27 February 2014


I quit my job and my last day was three weeks ago tomorrow. That seems crazy to me because my life has felt like this since then: recovering from the serious disaster that I let our apartment deteriorate into (because I was quitting soon), going to Seattle, and then being sick.

I'm not sure if I feel like I have adjusted to our new normal yet.

I think I should have written about the experience of quitting more when it was actually happening, because it no longer feels like a big deal anymore. The whole process did feel kind of huge when it was happening. I mean, I was at that job for just shy of four and half years (4.38 if we want to be exact). So that's kind of a long time, right? I don't really expect to be missed much, though, partially because I took advantage of organizational transition to peace out. This means that my departure was administrated by a manager who I had virtually no relationship with before quitting. But he was actually really kind about the whole thing, and helped coordinate an effort to get me a zoo pass as a going-away gift. I will remember that.

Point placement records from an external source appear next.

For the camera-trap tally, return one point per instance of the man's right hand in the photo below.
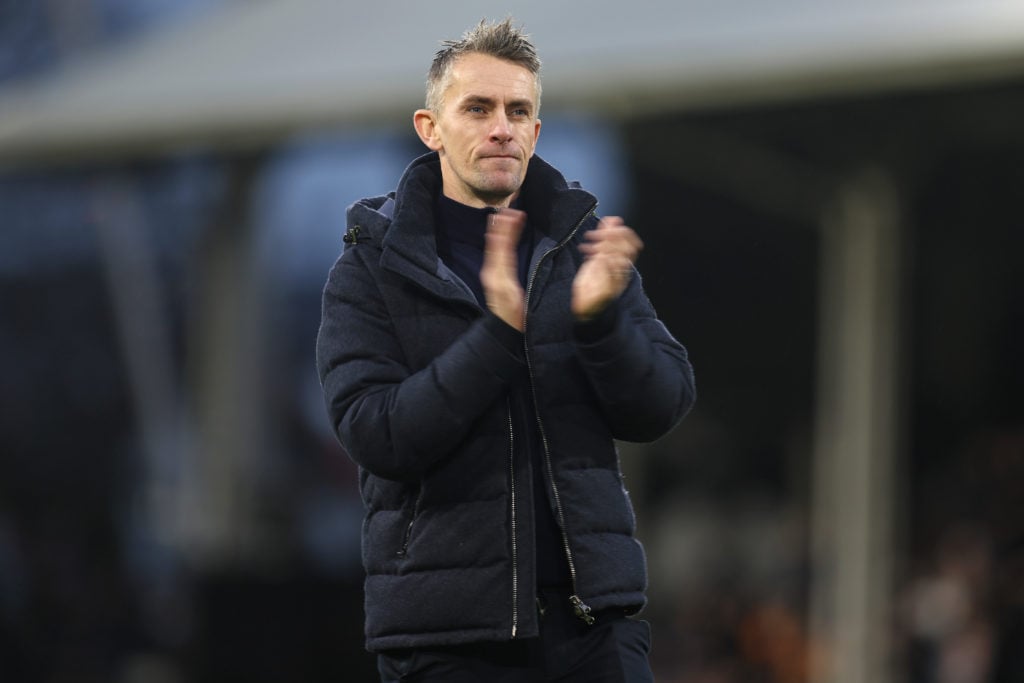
(499, 275)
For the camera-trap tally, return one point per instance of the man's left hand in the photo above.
(609, 252)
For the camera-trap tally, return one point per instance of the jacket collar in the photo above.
(554, 206)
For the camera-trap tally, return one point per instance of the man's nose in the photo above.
(501, 131)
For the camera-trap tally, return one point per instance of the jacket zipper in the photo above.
(515, 558)
(580, 608)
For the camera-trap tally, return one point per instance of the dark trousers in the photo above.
(613, 649)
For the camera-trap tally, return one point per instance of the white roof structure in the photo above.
(255, 70)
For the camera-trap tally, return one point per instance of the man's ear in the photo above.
(426, 127)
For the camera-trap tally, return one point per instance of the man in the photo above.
(484, 340)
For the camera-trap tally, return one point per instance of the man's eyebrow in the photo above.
(491, 101)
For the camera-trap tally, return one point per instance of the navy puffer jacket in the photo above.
(418, 379)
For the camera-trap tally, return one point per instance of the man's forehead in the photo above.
(485, 73)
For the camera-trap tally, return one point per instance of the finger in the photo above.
(504, 228)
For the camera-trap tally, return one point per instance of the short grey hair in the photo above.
(501, 40)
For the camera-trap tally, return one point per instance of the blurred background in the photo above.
(829, 197)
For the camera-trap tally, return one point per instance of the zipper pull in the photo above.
(582, 609)
(351, 236)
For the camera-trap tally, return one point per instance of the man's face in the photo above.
(485, 131)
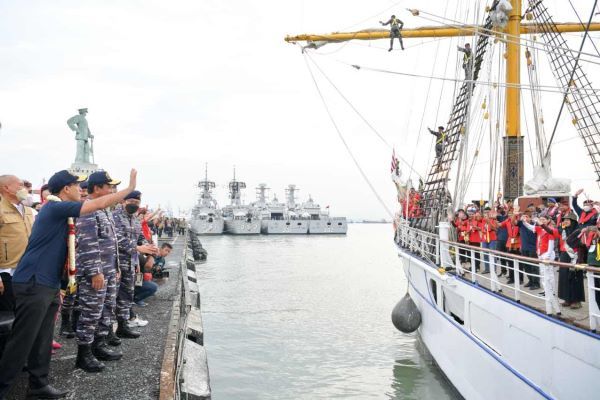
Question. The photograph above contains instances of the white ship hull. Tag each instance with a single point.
(328, 225)
(242, 227)
(283, 227)
(503, 350)
(202, 227)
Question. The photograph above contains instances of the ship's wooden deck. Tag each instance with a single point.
(577, 317)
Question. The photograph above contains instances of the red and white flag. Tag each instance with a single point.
(394, 162)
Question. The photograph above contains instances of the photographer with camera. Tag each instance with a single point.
(547, 235)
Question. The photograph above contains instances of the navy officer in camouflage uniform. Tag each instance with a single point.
(131, 242)
(97, 280)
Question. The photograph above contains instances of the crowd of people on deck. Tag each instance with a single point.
(85, 252)
(564, 229)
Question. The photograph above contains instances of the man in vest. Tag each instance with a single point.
(15, 227)
(396, 26)
(588, 214)
(467, 61)
(36, 284)
(546, 237)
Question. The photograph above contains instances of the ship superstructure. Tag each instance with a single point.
(206, 215)
(319, 221)
(240, 219)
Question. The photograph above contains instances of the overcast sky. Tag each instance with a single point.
(173, 85)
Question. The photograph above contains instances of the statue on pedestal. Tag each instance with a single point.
(84, 157)
(83, 136)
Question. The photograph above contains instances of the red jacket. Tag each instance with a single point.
(488, 229)
(474, 233)
(514, 238)
(463, 228)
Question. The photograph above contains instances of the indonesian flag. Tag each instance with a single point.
(394, 162)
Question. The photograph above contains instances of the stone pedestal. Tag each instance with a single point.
(83, 168)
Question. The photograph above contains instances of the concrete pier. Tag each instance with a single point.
(165, 353)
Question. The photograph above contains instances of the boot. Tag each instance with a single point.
(102, 352)
(66, 327)
(74, 318)
(46, 392)
(124, 331)
(112, 339)
(86, 360)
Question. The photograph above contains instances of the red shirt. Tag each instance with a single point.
(488, 229)
(474, 233)
(463, 227)
(514, 238)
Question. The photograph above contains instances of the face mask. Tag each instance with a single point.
(131, 208)
(22, 194)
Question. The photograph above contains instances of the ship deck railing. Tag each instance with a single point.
(461, 260)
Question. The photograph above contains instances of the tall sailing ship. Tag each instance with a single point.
(495, 340)
(206, 215)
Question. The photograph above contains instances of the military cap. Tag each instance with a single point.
(101, 178)
(136, 194)
(571, 216)
(61, 179)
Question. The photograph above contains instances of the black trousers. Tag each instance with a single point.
(532, 269)
(7, 305)
(31, 338)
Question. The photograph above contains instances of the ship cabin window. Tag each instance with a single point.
(454, 305)
(433, 286)
(277, 216)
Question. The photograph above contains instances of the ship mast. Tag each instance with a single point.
(513, 141)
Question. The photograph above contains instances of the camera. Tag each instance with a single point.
(160, 273)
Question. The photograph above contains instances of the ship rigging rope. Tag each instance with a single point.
(562, 105)
(437, 113)
(375, 131)
(541, 88)
(493, 33)
(356, 163)
(581, 22)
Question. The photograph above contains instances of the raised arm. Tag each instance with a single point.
(528, 225)
(72, 122)
(110, 199)
(574, 204)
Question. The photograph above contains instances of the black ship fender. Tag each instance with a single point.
(406, 317)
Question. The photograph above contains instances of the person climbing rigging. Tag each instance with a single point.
(440, 141)
(396, 26)
(467, 60)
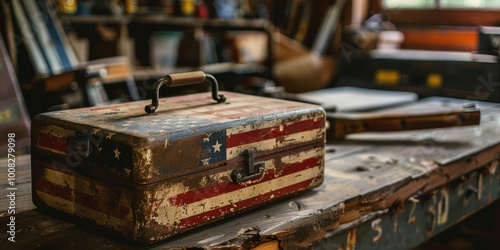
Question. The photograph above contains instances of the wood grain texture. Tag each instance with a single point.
(365, 174)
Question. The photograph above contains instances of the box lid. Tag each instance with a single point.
(186, 135)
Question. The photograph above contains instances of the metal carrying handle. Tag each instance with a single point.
(181, 79)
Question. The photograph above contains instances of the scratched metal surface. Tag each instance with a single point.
(364, 174)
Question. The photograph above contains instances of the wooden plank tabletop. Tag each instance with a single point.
(364, 174)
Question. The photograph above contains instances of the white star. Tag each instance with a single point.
(205, 161)
(216, 146)
(110, 134)
(117, 153)
(206, 137)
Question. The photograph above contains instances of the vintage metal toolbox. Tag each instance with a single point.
(189, 162)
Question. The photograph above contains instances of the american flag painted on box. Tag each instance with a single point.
(178, 164)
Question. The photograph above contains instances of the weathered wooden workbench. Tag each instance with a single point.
(390, 191)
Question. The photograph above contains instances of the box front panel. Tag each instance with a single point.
(58, 187)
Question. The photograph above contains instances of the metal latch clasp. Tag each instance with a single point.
(250, 171)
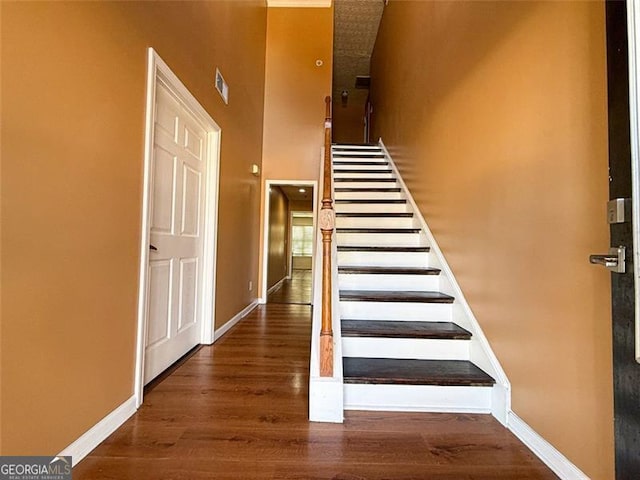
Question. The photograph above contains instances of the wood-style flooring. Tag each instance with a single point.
(238, 410)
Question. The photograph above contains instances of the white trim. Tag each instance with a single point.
(546, 452)
(299, 3)
(277, 284)
(633, 25)
(235, 319)
(265, 226)
(158, 70)
(484, 357)
(100, 431)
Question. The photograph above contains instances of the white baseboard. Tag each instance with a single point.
(546, 452)
(277, 285)
(236, 318)
(100, 431)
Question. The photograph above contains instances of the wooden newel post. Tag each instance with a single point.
(326, 221)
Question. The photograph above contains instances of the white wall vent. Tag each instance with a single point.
(222, 87)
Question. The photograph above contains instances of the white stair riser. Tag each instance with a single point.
(367, 184)
(365, 195)
(363, 166)
(408, 348)
(427, 312)
(356, 158)
(363, 174)
(375, 222)
(381, 239)
(417, 398)
(371, 153)
(384, 259)
(371, 207)
(357, 281)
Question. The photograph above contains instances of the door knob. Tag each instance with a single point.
(614, 260)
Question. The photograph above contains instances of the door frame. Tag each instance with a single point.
(265, 228)
(633, 31)
(158, 70)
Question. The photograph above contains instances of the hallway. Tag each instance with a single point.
(297, 289)
(238, 410)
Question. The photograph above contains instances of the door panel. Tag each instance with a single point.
(626, 371)
(177, 206)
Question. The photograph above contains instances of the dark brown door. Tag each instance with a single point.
(626, 371)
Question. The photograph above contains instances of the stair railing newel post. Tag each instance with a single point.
(326, 222)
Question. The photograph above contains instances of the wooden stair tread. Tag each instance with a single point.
(378, 230)
(364, 179)
(368, 190)
(394, 296)
(356, 170)
(403, 329)
(382, 248)
(345, 163)
(375, 214)
(365, 201)
(357, 269)
(414, 372)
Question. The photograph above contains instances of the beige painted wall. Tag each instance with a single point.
(496, 115)
(295, 89)
(277, 261)
(73, 92)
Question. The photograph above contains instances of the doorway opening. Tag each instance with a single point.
(289, 242)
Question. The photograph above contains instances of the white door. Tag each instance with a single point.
(174, 316)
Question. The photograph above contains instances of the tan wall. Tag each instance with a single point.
(496, 114)
(73, 92)
(295, 89)
(277, 261)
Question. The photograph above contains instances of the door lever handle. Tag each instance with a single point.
(614, 260)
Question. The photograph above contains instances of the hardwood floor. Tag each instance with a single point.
(295, 290)
(238, 410)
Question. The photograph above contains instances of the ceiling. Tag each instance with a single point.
(355, 29)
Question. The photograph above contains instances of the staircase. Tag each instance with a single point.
(401, 348)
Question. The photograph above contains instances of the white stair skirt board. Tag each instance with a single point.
(417, 398)
(100, 431)
(234, 320)
(546, 452)
(383, 259)
(374, 222)
(326, 400)
(388, 282)
(380, 239)
(434, 312)
(408, 348)
(371, 208)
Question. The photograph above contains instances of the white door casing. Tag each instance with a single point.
(179, 218)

People have asked me what I will do now that I'm not working. I guess I could have said I'm now doing freelance editing, because I am hoping to have a somewhat regular supply of freelance editing work. But I took a more vague approach (I haven't really gotten many freelance projects yet) and usually said "I don't know" while thinking in my head, "Maybe pay attention to my child?" Because the biggest reason I decided to quit was because it was so stressful to me to feel this pressure to be a good mom and a good employee at the same time, while working from home, and those pressures were converging all too often. Several of my coworkers, and lots of people in general, seem to be able to work it out. I honestly don't know how! I was always wondering "How do they do it?" And kudos to those for whom it works, but for me it seemed unsustainable.

I guess I used to care about accomplishing stuff and doing things and whatever, but the older I get, the more I think that my life philosophy should be to simplify, have less, do less, slow down, and reduce stress.

I've made good headway in this regard by wearing the same clothes every day, never washing my hair, not shaving my legs, not washing my face, not wearing make-up. That's kind of a joke, but it's kind of shamefully true, too.